そうでありながら端に密かに御身からの消息を心待ちにしておりました、としたためてあるのが可愛らしくもあることよ。
匂宮の文は心の思うままにこまごまと情熱的に書き記して結び文としてあるのがまったく対照的な二人であるのです。
 
どちらの殿方を愛しているのか。
それは浮舟にもわからぬところ。
侍従の君と右近の君は姫が匂宮に心を寄せていると考えているようですが、あの初めて薫君とお逢いした日に感じた永遠とも思われる安らぎ、存在を認められた喜びは何物にも代えがたい。

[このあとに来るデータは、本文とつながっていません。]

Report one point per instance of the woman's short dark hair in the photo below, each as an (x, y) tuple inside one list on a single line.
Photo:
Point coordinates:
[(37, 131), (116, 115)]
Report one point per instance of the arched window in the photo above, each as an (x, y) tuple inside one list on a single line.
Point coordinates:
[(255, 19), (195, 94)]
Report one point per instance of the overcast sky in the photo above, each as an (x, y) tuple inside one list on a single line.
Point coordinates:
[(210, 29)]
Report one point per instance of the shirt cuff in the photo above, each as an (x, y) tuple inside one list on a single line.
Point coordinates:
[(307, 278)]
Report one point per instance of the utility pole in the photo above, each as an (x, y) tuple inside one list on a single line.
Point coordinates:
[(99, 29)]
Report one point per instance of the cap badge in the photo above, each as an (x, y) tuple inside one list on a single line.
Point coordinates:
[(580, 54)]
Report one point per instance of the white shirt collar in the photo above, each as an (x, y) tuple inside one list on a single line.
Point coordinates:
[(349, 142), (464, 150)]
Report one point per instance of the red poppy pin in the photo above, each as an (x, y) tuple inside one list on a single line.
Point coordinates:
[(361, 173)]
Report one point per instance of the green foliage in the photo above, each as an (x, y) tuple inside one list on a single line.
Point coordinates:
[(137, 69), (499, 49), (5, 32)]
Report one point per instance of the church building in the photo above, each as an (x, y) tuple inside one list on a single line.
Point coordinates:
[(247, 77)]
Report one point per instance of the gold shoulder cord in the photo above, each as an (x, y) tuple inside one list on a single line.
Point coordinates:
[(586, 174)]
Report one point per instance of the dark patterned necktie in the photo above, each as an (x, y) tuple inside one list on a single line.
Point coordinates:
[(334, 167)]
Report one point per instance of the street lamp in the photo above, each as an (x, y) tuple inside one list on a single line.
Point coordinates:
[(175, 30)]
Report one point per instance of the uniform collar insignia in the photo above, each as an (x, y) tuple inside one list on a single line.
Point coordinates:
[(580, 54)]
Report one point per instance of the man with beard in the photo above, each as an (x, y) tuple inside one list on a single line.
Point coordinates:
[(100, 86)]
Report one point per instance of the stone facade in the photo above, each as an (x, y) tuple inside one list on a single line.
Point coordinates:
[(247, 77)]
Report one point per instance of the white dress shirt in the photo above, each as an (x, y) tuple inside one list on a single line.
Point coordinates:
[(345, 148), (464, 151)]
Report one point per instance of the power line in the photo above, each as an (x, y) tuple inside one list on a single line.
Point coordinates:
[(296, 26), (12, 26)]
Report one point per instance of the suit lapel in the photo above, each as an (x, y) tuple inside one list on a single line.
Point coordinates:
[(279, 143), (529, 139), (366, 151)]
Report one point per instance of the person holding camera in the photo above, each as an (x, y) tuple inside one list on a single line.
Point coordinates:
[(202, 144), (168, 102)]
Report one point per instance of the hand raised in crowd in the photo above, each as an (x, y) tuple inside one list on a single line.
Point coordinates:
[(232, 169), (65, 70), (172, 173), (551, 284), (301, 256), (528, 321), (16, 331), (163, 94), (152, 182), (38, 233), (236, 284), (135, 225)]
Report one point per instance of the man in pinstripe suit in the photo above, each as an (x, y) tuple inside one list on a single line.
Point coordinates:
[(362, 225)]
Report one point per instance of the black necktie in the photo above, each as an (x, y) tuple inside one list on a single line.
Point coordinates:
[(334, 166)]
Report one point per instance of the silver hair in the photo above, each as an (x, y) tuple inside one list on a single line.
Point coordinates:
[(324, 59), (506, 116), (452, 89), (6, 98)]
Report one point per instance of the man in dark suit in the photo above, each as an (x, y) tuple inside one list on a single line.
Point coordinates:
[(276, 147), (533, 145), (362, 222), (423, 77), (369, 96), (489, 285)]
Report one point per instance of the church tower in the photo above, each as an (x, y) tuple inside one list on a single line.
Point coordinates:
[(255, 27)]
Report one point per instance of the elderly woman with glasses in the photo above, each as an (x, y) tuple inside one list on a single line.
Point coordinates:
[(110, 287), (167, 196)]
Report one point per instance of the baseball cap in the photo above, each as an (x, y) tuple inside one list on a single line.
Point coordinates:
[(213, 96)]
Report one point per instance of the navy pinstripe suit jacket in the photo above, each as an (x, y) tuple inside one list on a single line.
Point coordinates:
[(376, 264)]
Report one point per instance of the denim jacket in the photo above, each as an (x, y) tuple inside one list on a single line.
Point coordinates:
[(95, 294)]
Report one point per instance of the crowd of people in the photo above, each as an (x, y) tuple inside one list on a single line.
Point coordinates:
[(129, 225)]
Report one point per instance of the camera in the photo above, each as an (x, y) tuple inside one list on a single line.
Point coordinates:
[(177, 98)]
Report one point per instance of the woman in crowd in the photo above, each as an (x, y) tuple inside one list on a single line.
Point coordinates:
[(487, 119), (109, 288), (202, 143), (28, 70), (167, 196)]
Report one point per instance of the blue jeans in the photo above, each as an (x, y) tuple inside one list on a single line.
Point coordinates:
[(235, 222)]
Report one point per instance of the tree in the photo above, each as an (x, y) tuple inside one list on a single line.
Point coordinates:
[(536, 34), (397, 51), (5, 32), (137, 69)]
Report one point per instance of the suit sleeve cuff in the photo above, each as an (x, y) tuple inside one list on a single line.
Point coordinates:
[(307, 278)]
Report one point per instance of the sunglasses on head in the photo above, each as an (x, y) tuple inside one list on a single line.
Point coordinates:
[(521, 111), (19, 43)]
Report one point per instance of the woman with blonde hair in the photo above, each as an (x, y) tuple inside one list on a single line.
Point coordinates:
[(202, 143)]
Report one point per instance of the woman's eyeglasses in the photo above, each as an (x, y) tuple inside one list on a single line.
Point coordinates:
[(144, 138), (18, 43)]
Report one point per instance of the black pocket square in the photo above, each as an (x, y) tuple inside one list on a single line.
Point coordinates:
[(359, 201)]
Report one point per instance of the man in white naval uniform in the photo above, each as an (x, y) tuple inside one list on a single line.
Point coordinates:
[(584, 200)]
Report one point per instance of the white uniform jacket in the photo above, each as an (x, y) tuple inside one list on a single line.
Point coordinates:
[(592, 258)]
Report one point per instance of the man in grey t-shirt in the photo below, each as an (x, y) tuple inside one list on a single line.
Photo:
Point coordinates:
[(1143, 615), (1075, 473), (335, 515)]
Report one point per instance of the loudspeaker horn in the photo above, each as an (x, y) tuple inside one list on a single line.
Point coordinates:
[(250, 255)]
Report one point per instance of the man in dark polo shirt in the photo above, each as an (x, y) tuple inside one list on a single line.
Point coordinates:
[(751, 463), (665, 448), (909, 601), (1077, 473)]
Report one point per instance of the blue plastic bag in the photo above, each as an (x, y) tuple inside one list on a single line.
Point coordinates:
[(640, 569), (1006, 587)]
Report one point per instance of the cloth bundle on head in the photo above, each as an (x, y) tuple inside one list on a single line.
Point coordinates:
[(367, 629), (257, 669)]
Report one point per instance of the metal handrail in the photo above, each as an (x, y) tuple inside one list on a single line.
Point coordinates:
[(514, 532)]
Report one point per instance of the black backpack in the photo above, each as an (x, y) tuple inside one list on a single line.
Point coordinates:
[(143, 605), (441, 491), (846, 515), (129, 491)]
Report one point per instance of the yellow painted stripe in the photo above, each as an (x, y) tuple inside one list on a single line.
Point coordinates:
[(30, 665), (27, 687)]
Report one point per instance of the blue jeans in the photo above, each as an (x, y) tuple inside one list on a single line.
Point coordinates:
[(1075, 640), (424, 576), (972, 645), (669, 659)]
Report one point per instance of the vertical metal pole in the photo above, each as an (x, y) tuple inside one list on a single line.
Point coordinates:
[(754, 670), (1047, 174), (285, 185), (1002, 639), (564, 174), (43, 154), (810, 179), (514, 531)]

それでいて強く愛されたあの宮との数日は胸から消え去ることはない。
このまま身が二つに分かれてしまいそうなほどにどちらへの想いも拮抗しているのです。
ほんの少し前までは匂宮のことばかりを思い返し、夢にまでみていた浮舟ですが、もしもこの関係が薫君に知られれば、と生きた心地もしません。

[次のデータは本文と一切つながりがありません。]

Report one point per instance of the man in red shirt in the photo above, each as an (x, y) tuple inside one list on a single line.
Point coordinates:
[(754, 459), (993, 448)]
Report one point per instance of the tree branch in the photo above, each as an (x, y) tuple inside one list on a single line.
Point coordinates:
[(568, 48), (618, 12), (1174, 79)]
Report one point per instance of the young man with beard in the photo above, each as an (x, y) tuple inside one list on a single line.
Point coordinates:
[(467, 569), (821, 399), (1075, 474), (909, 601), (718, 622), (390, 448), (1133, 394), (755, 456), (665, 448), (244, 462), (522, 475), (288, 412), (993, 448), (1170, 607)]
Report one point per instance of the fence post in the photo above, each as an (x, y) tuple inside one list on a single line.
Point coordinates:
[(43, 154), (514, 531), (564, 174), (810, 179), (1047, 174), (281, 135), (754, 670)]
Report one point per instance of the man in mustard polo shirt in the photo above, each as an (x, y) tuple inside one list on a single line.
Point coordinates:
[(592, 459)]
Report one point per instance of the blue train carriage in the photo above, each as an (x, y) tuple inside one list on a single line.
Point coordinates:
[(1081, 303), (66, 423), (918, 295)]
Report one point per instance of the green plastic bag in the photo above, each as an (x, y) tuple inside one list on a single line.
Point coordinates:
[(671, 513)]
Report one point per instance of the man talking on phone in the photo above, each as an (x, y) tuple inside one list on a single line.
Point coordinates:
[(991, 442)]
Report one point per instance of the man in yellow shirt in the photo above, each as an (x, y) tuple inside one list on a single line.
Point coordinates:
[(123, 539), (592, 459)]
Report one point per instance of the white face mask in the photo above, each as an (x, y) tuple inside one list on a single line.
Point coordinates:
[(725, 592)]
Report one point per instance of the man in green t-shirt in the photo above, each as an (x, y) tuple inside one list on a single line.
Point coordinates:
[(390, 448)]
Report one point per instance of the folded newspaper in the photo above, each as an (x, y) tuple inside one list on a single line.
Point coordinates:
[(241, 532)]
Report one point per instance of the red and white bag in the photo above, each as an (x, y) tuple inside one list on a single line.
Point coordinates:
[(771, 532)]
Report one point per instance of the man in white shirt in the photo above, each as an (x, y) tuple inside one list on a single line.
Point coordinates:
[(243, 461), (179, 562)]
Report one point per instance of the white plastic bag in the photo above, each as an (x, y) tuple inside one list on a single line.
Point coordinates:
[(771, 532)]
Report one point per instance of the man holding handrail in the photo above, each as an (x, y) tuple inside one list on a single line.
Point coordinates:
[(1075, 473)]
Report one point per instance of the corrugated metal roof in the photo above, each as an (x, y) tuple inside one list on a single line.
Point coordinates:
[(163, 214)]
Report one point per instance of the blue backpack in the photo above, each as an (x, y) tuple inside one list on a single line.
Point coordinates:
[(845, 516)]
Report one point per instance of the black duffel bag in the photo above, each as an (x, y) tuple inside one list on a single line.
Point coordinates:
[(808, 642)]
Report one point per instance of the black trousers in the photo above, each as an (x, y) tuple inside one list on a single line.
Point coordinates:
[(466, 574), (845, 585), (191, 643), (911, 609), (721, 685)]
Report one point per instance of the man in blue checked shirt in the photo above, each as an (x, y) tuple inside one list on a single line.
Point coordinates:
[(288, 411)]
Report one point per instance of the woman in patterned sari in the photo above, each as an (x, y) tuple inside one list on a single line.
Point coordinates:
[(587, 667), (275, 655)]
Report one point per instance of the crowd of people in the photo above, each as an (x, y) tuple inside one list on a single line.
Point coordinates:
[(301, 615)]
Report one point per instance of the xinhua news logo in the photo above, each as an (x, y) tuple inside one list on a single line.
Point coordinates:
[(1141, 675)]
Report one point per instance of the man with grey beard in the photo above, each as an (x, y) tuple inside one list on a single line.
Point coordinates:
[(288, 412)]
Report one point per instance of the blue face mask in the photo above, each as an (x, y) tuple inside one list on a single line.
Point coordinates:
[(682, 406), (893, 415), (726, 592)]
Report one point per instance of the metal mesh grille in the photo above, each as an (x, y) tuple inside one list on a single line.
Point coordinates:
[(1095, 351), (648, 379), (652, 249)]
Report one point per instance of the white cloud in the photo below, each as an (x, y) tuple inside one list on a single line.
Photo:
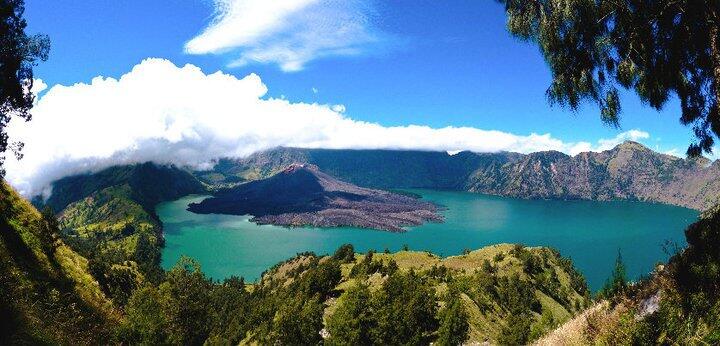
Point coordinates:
[(289, 33), (168, 114), (632, 135)]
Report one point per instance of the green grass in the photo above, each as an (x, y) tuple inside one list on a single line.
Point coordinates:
[(46, 294)]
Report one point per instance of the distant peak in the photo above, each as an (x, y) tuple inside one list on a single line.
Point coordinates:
[(628, 144)]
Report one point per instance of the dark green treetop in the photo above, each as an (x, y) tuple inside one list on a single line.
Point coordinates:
[(658, 48), (19, 53)]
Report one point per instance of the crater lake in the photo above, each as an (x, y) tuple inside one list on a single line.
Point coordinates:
[(589, 232)]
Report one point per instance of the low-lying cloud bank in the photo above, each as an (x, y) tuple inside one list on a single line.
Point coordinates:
[(168, 114)]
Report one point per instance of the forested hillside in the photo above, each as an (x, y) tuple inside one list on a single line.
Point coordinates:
[(47, 294), (505, 293), (679, 303), (51, 294), (109, 217)]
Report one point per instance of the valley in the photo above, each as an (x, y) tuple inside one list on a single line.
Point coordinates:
[(301, 195)]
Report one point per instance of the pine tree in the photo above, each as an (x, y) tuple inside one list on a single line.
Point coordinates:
[(658, 48)]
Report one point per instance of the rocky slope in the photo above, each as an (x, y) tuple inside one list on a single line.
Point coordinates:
[(630, 171), (112, 213), (303, 195)]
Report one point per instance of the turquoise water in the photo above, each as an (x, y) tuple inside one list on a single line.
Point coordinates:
[(588, 232)]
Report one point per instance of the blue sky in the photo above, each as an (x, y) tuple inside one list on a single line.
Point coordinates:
[(447, 63), (391, 64)]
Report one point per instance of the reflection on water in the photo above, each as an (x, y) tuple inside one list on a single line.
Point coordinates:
[(589, 232)]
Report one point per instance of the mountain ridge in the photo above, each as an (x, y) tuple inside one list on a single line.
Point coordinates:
[(301, 195), (629, 171)]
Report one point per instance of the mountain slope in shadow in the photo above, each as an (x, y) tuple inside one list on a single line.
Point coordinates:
[(302, 195)]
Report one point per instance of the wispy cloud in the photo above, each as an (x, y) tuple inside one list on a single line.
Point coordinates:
[(168, 114), (289, 33)]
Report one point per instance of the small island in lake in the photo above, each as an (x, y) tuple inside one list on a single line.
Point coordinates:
[(302, 195)]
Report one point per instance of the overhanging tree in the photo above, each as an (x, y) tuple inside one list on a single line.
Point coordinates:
[(658, 48), (19, 53)]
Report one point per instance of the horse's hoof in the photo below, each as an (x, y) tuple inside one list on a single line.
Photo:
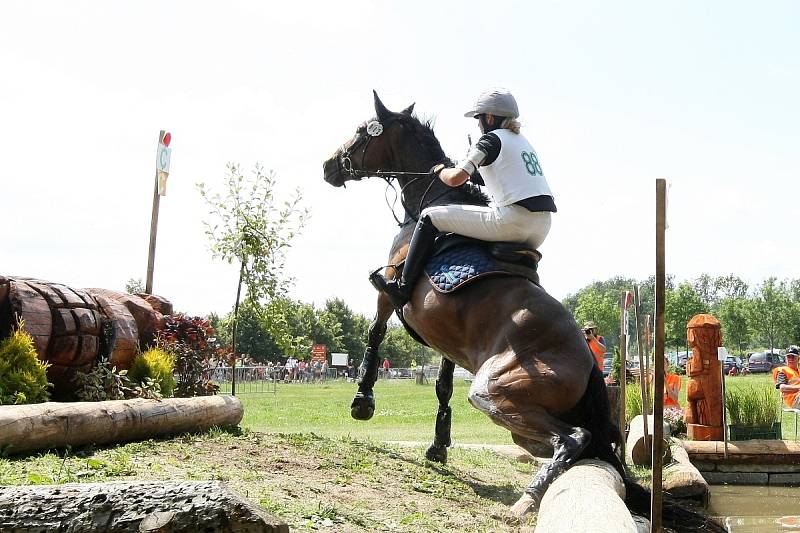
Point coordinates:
[(363, 406), (437, 454), (526, 505)]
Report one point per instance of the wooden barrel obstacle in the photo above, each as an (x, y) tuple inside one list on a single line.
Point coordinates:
[(72, 328), (28, 428)]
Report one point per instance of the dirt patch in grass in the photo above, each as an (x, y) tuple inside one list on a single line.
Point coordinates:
[(311, 482)]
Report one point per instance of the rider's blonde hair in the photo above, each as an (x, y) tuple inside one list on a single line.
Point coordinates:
[(511, 124)]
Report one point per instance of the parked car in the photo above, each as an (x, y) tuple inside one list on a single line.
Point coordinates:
[(730, 362), (764, 362)]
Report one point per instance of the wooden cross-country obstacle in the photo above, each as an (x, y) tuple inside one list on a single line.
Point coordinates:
[(33, 427), (72, 328)]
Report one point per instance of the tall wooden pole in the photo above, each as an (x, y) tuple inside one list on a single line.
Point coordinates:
[(658, 357), (644, 375), (647, 343), (623, 358), (235, 324), (151, 257)]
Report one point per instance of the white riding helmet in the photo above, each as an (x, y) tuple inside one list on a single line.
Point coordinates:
[(496, 101)]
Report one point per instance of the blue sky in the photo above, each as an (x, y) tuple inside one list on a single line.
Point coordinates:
[(613, 95)]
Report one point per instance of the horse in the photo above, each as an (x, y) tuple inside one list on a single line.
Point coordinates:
[(534, 372)]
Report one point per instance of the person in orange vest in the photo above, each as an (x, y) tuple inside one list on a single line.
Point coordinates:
[(596, 342), (672, 388), (787, 379)]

それは不義を詰られる惧れよりも君に軽蔑されるやもしれぬ、という恐れ。
それが何よりも辛く感じられる浮舟なのです。
女心というものはそうそう簡単に測れるものではありません。
その心を染める色は一色(ひといろ)ではなく、紅があれば藍もある、その重なる部分は紫にもなり、色合いもそれぞれ微妙に違うのです。

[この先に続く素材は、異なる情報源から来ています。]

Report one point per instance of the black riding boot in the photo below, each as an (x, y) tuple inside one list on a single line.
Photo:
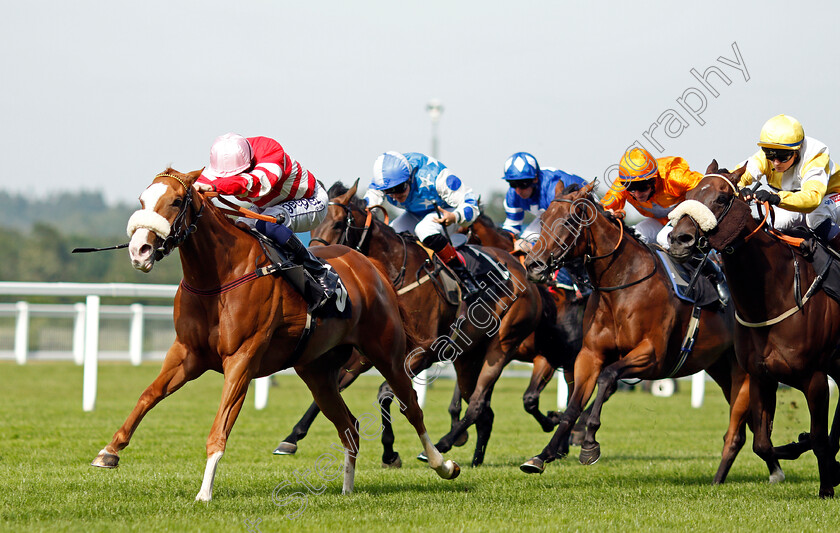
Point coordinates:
[(319, 293)]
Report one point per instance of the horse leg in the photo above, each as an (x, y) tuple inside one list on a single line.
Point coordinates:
[(288, 446), (479, 401), (238, 372), (179, 366), (763, 411), (392, 368), (455, 414), (587, 368), (635, 362), (540, 377), (390, 458), (350, 371), (324, 387), (816, 391)]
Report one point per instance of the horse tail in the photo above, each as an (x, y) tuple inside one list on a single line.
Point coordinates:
[(413, 338)]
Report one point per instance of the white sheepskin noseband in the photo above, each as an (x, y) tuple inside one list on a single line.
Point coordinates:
[(697, 211), (149, 220)]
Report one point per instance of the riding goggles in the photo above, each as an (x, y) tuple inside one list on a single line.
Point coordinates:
[(781, 156), (397, 189)]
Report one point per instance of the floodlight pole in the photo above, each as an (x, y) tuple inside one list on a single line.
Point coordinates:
[(435, 109)]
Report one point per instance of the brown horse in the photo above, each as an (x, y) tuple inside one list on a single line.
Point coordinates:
[(778, 338), (231, 319), (480, 340), (634, 325)]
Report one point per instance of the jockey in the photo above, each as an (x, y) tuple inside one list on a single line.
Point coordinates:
[(654, 187), (802, 179), (259, 171), (531, 189), (433, 197)]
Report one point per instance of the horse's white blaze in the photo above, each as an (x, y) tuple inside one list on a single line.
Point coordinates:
[(349, 474), (206, 492)]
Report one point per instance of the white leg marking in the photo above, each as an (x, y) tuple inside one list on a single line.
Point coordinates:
[(206, 492)]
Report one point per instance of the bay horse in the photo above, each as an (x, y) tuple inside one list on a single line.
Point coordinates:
[(478, 352), (634, 325), (231, 319), (779, 336)]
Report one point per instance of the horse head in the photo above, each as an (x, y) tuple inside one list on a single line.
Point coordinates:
[(712, 216), (169, 209), (563, 221)]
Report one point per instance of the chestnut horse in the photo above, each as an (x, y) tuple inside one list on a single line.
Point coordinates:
[(231, 319), (485, 335), (780, 336), (634, 325)]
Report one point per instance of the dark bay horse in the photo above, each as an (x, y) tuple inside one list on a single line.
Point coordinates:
[(480, 339), (634, 325), (779, 336), (230, 319)]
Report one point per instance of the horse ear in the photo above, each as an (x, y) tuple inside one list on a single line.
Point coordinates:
[(713, 167)]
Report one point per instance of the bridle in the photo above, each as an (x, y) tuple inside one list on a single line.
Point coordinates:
[(557, 262), (181, 229)]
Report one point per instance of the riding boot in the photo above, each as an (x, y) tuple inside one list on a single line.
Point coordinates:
[(319, 293), (453, 260)]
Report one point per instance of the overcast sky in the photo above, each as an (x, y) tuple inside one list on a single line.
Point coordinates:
[(100, 96)]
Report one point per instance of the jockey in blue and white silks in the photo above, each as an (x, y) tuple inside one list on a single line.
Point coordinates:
[(432, 196), (531, 190)]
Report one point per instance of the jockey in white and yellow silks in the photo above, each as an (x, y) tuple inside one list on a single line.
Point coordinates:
[(799, 178), (654, 187)]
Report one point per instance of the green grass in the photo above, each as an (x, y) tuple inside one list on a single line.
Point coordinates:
[(658, 459)]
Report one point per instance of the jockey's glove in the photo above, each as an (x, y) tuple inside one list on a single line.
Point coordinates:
[(767, 196)]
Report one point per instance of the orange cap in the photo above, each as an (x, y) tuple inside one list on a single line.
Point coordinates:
[(636, 165)]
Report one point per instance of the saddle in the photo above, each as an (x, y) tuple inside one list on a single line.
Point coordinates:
[(302, 281)]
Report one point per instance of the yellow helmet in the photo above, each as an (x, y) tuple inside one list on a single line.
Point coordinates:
[(637, 164), (782, 132)]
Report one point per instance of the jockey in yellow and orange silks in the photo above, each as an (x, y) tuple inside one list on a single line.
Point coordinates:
[(654, 187)]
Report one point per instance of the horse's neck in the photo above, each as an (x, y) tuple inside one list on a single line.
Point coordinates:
[(760, 264), (217, 251), (629, 261)]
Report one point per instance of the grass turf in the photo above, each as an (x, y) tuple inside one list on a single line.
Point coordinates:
[(658, 458)]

「姫さま、まずは人目に立たぬよう匂宮さまへのお返事をしたためられては如何でしょうか」
賢しくも進言する侍従の君の言葉を姫は辛く聞く。
「お返事は書きません」
それを侍従の君は照れているのだと匂宮への傾倒と考える。
浮舟が薫君に返事を書こうと硯を引き寄せるとその下に忍ばせていた匂宮が描いたあの寄り添う男女の絵がはらりと御前に舞い落ちました。
その絵を見てどうして宮を想わずにはいられよう。
私を思い出しておくれ、といったあの優しい御言葉が耳元に甦り、浮舟は心が裂かれるほどに痛くて涙を禁じ得ない。
耐えかねて宮を想って歌をしたためました。
 
 かきくらし晴れせぬ嶺の雨雲に
      浮きて世をふる身をもなさばや
(峰に漂う雨雲がいつかは消え失せるようにこの身も何も感じぬように消えてしまえばよいものを。薫君に迎えられたらば、たとえ生きていても御身に今生でお逢いすることは叶わなくなるでしょう)
 
侍従の君はその浮舟の書き捨てたものを匂宮へと贈りました。
それを読んだ宮は、もしもこのまま裂かれたら浮舟は薫に引き取られた後も密かに心の隅でも私を恋しがって泣くのであろう、としみじみと姫が物思いに沈む姿が目に浮かぶようであり、それが不憫でおいおいと泣いてしまうのでした。